Brussels, 22 September 2011
Strong demand for EU € 4 billion 15y bond in support of Ireland and Portugal
The European Union (EU) placed today a € 4 billion bond with 15 years maturity, notifying strong investors' demand for this benchmark bond. The operation took place under the European Financial Stabilisation Mechanism (EFSM) and was carried out by the European Commission on behalf of the EU. From the proceeds Ireland and Portugal will receive € 2 billion each as further loans as part of their financial assistance packages, in line with the overall funding requirements.
The new issuance is the first EU bond with a maturity of longer than 10 years. This maturity extension to 15 years is expected to enhance debt sustainability and to improve the liquidity outlook for both countries.
With the decision to issue € 4 billion instead of an initially intended lower amount, the EU took advantage of the market availability for long duration funding of a prime borrower. However, the overall funding requirement as publicly announced prior to the deal (about € 5 billion in total in one or two transactions, MEMO/11/604 of 14 September) will not increase.
The € 4 billion benchmark matures on 4 September 2026, pays a coupon of 3.00% and was priced at mid-swaps +40 basis points, the tight end of the initial price guidance.
Investor interest was exceptional and books including about 100 accounts were closed within two hours, having subscriptions of about € 5.8 billion.
The investor demand came mainly from Europe (92%), in particular from Germany/Austria (34%), followed by France (16%), Benelux (16%), the UK (12%) and the Nordic Countries (12%). Asia counted with 7% this time lower than the usual take up, due to the long maturity. In terms of investor type, demands from asset managers were leading (38%), followed by insurance/pension funds (28%), banks (20%) and Central Banks (13%)
Joint lead managers were Barclays Capital, Crédit Agricole CIB, DZ Bank, Goldman Sachs and J.P. Morgan.

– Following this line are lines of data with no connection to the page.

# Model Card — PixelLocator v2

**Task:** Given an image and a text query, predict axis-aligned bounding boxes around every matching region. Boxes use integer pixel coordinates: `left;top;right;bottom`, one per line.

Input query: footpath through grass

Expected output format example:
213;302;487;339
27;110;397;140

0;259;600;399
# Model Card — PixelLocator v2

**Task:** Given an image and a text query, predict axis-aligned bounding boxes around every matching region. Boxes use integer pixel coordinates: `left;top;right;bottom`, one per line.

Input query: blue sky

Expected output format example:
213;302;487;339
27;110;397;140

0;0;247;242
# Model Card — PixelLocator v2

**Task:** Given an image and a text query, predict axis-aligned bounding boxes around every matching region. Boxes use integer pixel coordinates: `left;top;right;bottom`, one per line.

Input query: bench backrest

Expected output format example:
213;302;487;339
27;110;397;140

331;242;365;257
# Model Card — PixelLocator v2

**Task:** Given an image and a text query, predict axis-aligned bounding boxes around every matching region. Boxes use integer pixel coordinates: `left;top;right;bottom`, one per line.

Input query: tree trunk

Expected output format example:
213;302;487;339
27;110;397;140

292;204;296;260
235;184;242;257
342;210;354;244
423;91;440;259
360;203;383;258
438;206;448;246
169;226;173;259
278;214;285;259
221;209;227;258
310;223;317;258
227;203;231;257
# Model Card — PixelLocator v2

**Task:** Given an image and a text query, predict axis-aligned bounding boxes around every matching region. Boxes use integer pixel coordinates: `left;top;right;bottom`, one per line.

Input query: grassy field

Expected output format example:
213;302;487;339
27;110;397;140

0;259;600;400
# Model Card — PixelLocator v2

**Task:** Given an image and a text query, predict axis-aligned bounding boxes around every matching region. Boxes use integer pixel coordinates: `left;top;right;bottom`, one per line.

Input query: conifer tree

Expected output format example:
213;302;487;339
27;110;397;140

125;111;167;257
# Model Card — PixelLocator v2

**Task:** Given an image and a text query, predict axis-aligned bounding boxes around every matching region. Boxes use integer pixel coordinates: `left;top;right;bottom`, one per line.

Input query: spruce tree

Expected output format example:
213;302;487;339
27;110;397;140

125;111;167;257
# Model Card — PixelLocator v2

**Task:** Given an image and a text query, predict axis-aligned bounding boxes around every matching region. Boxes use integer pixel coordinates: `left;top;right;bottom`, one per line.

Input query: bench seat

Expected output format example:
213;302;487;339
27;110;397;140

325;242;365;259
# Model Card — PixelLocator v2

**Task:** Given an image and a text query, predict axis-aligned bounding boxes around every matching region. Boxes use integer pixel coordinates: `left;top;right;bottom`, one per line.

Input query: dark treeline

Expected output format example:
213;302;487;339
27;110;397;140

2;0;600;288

Co-leads were Citibank, Commerzbank, ING, Morgan Stanley, Royal Bank of Scotland, Santander, UBS and Unicredit.
Disbursements to Ireland and Portugal will be made on 29 September 2011, the settlement date of the bond.
Ireland and Portugal receive financial support as part of assistance packages, jointly provided by the EU (EFSM), the European Financial Stability Facility (EFSF) and the International Monetary Fund.
Previously under the EFSM, three loan disbursements of a total of € 11.4 billion have been made to Ireland, as well as three loan disbursements to Portugal for a total of € 11.5 billion. Complementary loans have been provided by the EFSF and the IMF.
In the coming weeks, the EU, through the EFSM, plans to launch a further bond with a maturity in the range of 5 to 7 years. For the remainder of 2011, the EU intends to issue one further benchmark bond. The combined upcoming funding in 2011 will be used for loans to Ireland and Portugal.
The EU, rated triple-A by the major rating agencies, funds its loans by issuing debt instruments in the capital markets. Issuances by the EU are executed by the European Commission's financial operations department located in Luxembourg.